Abschnitt 2

Ueber den Baldachinen und unter der Mündung des Gefäßes steht ein Inschrift-Rand, welcher durch die oben erwähnten Pfeiler in 16 Felder zerlegt ist. Fast an jeder Seite eines Pfeilers und Feldes steht eine kleine Heiligenfigur von 3 Zoll Höhe. Jedoch sind einige Plätze leer, so daß im Ganzen nur 25 Figuren, statt 32, vorhanden sind. Diese Figürchen lassen sich schon eher erklären, da sie Attribute haben, welche freilich oft schwer zu erkennen sind. Ohne Zweifel sollen in diesen Figuren die 12 Apostel dargestellt sein: einige sind an den Attributen zu erkennen; z. B. Johannes an dem Kelche, Petrus an dem Schwerte, Jacobus an dem Pilgerstabe, Matthäus an der Hellebarde; andere haben ein Buch im Arme. Nach einer bestimmten Idee ist hier aber auch nicht verfahren, da einige Apostel mehr als ein Mal vorkommen, z.
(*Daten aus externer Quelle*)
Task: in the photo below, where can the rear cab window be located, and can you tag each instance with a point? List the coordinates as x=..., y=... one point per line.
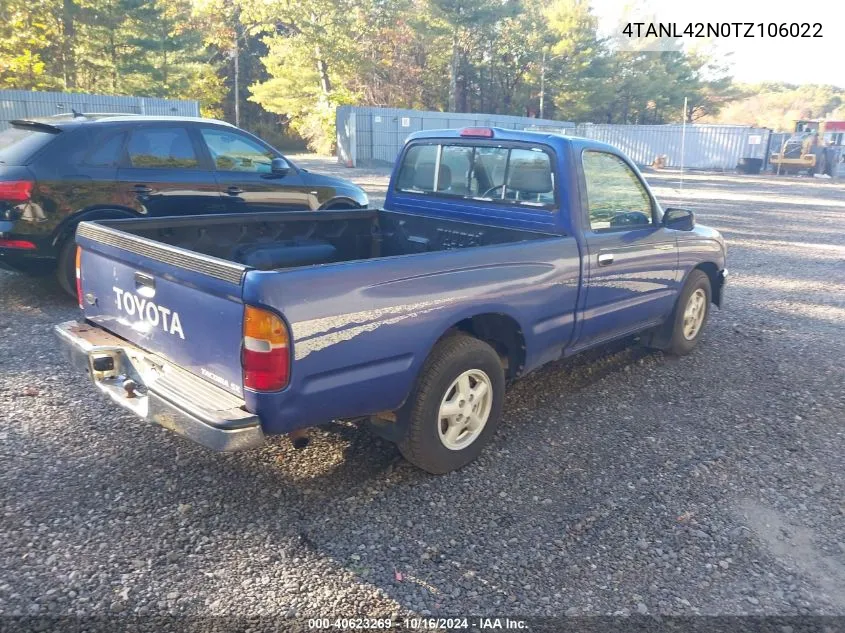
x=505, y=173
x=19, y=143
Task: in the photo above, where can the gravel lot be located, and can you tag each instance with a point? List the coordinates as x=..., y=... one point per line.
x=621, y=483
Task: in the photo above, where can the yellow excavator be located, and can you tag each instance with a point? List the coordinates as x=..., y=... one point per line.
x=814, y=146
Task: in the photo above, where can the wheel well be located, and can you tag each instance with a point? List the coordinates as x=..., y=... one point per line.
x=503, y=334
x=712, y=271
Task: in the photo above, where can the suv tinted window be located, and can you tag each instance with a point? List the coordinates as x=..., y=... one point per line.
x=166, y=147
x=515, y=175
x=19, y=143
x=231, y=151
x=615, y=195
x=106, y=152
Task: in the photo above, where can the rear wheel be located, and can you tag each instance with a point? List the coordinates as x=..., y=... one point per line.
x=455, y=406
x=690, y=314
x=66, y=268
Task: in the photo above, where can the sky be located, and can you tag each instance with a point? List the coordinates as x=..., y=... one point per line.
x=793, y=60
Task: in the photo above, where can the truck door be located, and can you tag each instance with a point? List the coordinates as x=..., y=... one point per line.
x=631, y=265
x=164, y=174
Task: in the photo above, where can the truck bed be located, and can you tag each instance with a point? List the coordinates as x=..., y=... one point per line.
x=288, y=240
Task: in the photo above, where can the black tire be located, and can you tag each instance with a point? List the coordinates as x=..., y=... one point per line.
x=66, y=267
x=451, y=357
x=678, y=343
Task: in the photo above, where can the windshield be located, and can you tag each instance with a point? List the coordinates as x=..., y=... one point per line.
x=19, y=142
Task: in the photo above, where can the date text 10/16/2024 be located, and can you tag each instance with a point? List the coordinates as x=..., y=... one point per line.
x=418, y=624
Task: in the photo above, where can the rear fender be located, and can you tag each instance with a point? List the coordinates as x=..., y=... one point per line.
x=67, y=228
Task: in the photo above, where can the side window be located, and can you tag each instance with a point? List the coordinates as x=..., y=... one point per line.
x=615, y=195
x=231, y=151
x=530, y=177
x=106, y=152
x=455, y=164
x=417, y=170
x=166, y=147
x=488, y=172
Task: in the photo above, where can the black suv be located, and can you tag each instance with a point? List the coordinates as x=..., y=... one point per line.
x=58, y=171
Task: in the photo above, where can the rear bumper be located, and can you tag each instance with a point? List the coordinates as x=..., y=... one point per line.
x=164, y=393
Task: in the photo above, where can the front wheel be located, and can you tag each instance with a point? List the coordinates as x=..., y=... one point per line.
x=455, y=406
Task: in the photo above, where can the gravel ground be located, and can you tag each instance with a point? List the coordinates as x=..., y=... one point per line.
x=621, y=483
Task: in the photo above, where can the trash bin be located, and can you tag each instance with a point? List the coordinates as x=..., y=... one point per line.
x=749, y=165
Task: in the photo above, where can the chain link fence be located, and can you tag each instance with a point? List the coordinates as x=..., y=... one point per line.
x=374, y=136
x=22, y=104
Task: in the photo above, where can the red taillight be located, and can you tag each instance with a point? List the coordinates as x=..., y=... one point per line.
x=482, y=132
x=15, y=190
x=79, y=276
x=266, y=351
x=22, y=244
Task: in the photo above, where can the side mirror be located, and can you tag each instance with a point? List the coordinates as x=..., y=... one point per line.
x=679, y=219
x=279, y=167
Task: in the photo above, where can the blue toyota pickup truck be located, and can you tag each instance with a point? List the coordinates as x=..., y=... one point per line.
x=497, y=251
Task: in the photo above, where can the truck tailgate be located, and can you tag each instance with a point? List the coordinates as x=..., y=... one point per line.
x=183, y=306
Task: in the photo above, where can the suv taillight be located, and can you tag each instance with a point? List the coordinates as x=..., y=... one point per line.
x=266, y=350
x=79, y=276
x=15, y=190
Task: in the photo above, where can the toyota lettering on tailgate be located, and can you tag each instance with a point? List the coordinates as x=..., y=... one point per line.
x=144, y=309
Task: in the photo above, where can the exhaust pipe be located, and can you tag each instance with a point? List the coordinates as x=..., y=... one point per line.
x=300, y=438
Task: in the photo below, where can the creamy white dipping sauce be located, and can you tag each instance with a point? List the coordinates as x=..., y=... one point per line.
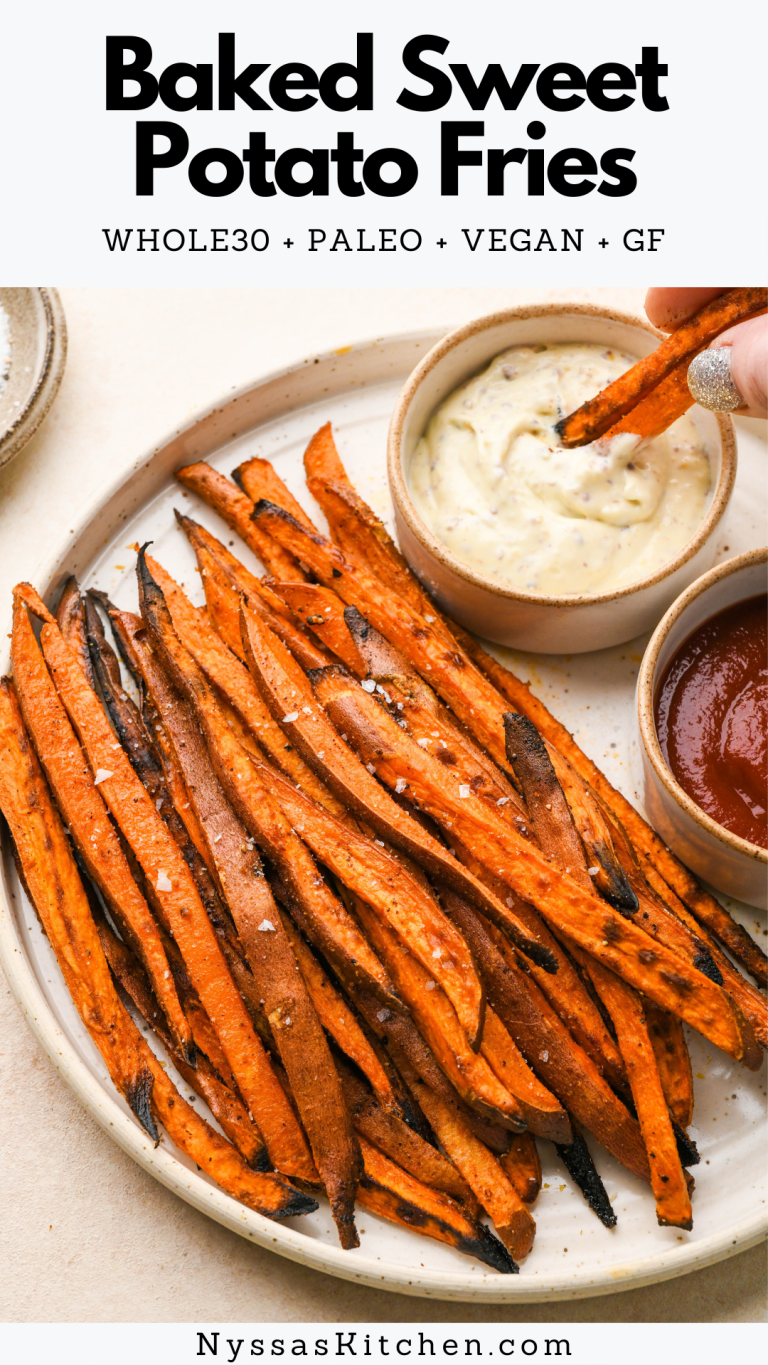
x=495, y=486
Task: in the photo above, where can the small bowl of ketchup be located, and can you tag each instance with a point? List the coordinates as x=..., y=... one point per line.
x=703, y=715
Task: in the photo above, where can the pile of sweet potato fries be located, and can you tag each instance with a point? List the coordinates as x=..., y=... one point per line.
x=384, y=915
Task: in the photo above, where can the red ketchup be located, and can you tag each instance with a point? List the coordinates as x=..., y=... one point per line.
x=712, y=718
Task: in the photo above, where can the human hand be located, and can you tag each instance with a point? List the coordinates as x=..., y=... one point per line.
x=716, y=380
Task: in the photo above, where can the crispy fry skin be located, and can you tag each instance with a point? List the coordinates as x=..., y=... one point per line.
x=390, y=1192
x=56, y=892
x=322, y=612
x=236, y=684
x=370, y=543
x=438, y=1023
x=558, y=838
x=360, y=535
x=224, y=1104
x=72, y=624
x=480, y=1169
x=259, y=479
x=85, y=812
x=580, y=1166
x=429, y=646
x=565, y=988
x=595, y=417
x=418, y=705
x=540, y=1110
x=602, y=931
x=651, y=851
x=332, y=927
x=287, y=1006
x=396, y=897
x=142, y=744
x=263, y=1192
x=319, y=743
x=427, y=720
x=235, y=508
x=401, y=1144
x=673, y=1061
x=407, y=1047
x=550, y=1051
x=659, y=408
x=225, y=580
x=340, y=1021
x=746, y=995
x=523, y=1166
x=59, y=897
x=163, y=863
x=667, y=1177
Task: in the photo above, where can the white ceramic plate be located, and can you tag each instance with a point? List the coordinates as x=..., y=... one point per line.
x=573, y=1255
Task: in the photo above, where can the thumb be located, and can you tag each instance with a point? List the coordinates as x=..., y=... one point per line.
x=748, y=347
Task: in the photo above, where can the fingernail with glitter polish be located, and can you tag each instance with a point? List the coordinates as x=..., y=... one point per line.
x=710, y=380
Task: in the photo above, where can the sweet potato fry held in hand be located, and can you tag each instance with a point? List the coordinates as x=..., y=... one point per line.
x=600, y=414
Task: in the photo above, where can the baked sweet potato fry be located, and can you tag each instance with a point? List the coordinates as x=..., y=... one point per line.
x=321, y=745
x=596, y=927
x=579, y=1163
x=329, y=923
x=547, y=1046
x=401, y=1144
x=595, y=417
x=341, y=1024
x=236, y=684
x=293, y=1023
x=651, y=851
x=235, y=508
x=564, y=988
x=667, y=1177
x=360, y=535
x=85, y=812
x=673, y=1059
x=60, y=901
x=558, y=838
x=659, y=408
x=176, y=893
x=223, y=1102
x=259, y=479
x=438, y=1023
x=52, y=882
x=542, y=1111
x=225, y=580
x=480, y=1169
x=394, y=896
x=523, y=1166
x=70, y=616
x=322, y=613
x=394, y=1195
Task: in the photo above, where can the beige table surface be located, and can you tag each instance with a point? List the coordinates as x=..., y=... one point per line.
x=85, y=1234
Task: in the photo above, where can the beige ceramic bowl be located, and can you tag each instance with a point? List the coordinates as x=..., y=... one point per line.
x=527, y=620
x=38, y=351
x=729, y=863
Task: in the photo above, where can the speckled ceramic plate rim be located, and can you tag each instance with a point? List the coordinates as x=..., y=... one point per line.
x=163, y=1165
x=40, y=400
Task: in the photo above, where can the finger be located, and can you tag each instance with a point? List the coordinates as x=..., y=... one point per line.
x=733, y=374
x=667, y=309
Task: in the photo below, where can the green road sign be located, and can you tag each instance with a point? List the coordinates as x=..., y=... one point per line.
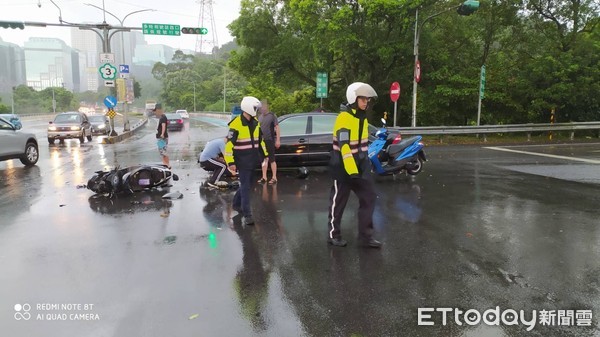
x=192, y=30
x=108, y=71
x=161, y=29
x=322, y=85
x=482, y=82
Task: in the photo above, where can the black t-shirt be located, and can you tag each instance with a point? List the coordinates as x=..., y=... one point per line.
x=162, y=120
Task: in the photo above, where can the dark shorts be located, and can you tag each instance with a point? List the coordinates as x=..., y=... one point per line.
x=271, y=149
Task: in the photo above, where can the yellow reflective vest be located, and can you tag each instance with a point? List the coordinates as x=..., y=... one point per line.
x=244, y=141
x=350, y=145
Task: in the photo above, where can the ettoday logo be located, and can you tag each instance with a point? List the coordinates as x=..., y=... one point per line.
x=22, y=312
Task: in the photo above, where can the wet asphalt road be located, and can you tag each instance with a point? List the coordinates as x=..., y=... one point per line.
x=479, y=228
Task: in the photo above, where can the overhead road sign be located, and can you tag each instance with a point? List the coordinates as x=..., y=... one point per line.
x=161, y=29
x=107, y=58
x=322, y=81
x=192, y=30
x=110, y=101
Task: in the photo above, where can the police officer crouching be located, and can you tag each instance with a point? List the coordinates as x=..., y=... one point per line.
x=244, y=141
x=350, y=166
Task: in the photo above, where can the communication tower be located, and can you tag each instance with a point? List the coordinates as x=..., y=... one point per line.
x=206, y=19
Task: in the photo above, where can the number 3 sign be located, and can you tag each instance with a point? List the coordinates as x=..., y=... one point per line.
x=108, y=71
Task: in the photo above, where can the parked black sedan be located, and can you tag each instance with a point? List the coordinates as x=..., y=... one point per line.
x=306, y=139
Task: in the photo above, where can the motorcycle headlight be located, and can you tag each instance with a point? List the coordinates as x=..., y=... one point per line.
x=115, y=180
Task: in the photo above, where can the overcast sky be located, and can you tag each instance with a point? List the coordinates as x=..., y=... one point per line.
x=179, y=12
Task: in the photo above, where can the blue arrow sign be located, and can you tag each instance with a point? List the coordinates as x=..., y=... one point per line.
x=110, y=101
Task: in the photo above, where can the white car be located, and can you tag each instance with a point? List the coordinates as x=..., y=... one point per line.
x=15, y=144
x=183, y=114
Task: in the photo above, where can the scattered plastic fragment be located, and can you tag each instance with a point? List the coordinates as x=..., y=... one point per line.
x=173, y=195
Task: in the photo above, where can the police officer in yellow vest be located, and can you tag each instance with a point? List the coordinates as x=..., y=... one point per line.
x=350, y=166
x=244, y=140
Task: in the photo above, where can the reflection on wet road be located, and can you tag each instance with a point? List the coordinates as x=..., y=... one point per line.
x=477, y=229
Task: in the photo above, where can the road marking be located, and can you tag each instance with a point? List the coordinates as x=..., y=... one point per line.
x=590, y=161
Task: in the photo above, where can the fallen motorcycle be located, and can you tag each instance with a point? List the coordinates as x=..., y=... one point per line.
x=131, y=179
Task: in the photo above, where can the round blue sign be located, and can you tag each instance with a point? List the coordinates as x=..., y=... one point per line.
x=110, y=101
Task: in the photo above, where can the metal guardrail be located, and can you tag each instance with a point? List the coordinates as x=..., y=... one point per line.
x=484, y=129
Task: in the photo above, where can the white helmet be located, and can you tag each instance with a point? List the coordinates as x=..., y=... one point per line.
x=357, y=89
x=250, y=105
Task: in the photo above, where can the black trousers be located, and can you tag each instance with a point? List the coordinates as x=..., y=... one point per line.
x=340, y=192
x=218, y=168
x=241, y=198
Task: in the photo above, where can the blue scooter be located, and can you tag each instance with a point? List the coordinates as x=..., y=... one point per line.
x=391, y=155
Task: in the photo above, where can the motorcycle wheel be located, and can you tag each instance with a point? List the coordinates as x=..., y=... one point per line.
x=415, y=167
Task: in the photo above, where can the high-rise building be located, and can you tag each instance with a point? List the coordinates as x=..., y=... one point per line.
x=51, y=63
x=89, y=46
x=12, y=66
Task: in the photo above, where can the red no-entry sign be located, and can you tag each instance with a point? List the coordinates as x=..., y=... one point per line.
x=395, y=91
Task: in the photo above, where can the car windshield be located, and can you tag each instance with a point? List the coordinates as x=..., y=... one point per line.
x=323, y=124
x=96, y=118
x=67, y=118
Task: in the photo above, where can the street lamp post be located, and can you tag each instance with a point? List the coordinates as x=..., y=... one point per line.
x=224, y=86
x=194, y=96
x=121, y=21
x=12, y=92
x=466, y=8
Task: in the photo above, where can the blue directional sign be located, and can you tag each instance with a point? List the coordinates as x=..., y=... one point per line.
x=110, y=101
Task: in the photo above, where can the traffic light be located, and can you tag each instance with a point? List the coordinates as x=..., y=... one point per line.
x=468, y=7
x=12, y=24
x=194, y=30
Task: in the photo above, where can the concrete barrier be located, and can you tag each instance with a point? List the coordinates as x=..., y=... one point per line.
x=126, y=134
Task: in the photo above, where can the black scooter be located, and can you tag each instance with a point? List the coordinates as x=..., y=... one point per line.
x=131, y=179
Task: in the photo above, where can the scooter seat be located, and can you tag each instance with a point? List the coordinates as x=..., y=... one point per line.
x=396, y=148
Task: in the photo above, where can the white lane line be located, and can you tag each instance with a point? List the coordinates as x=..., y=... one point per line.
x=590, y=161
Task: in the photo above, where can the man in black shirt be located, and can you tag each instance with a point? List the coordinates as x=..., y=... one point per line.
x=162, y=135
B. sicher Johannes und Jacobus jeder wenigstens 3 Male. Wahrscheinlich sind diese Apostelbilder nach alten vorräthigen Modellen ohne eine bestimmte Folge abgegossen.

Die Inschrift ist häufig genug Gegenstand der Forschung gewesen, indem man sie für ungewöhnlich schwierig hielt. Sie ist in gothischer Minuskelschrift gehalten, und diese giebt wieder einen Beweis für die Zeit der Verfertigung, da auf Denkmälern, z. B. Leichensteinen, Glocken, Siegeln u. s. w. diese Minuskelschrift durchschnittlich erst mit der Mitte des 14. Jahrhunderts auftritt.


Die Inschrift lautet:

...


(= Ich sah das Wasser hervorgehen von dem Tempel an
der rechten Seite. Alleluja, Alleluja, (für) Alle, zu denen
das Wasser hinkommt.)

Dieser Spruch ist nicht eine ganz wörtliche, bestimmte Bibelstelle, sondern ist aus zwei Stellen des Propheten Ezechiel zusammengesetzt 1), nämlich:

Prophet Ezechiel, Cap. 47, V. 1:

„Und er führete mich wieder zu der Thür des Tempels.
Und siehe, da floß Wasser heraus unter der Schwelle des
Tempels gegen Morgen. - - - Und das Wasser lief an der
rechten Seite des Tempels neben dem Altar hin gegen
Mittag“.

(= „Ecce oriebatur aqua sub templi limine, - - quae aqua sub templi latere dextro deferebatur“.)

Cap. 47, V. 9:

„Ja, Alles, was darinnen lebet und webet, dahin diese
Ströme kommen, das soll leben, - - -und soll alles gesund
werden und leben, wo dieser Strom hinkommt“.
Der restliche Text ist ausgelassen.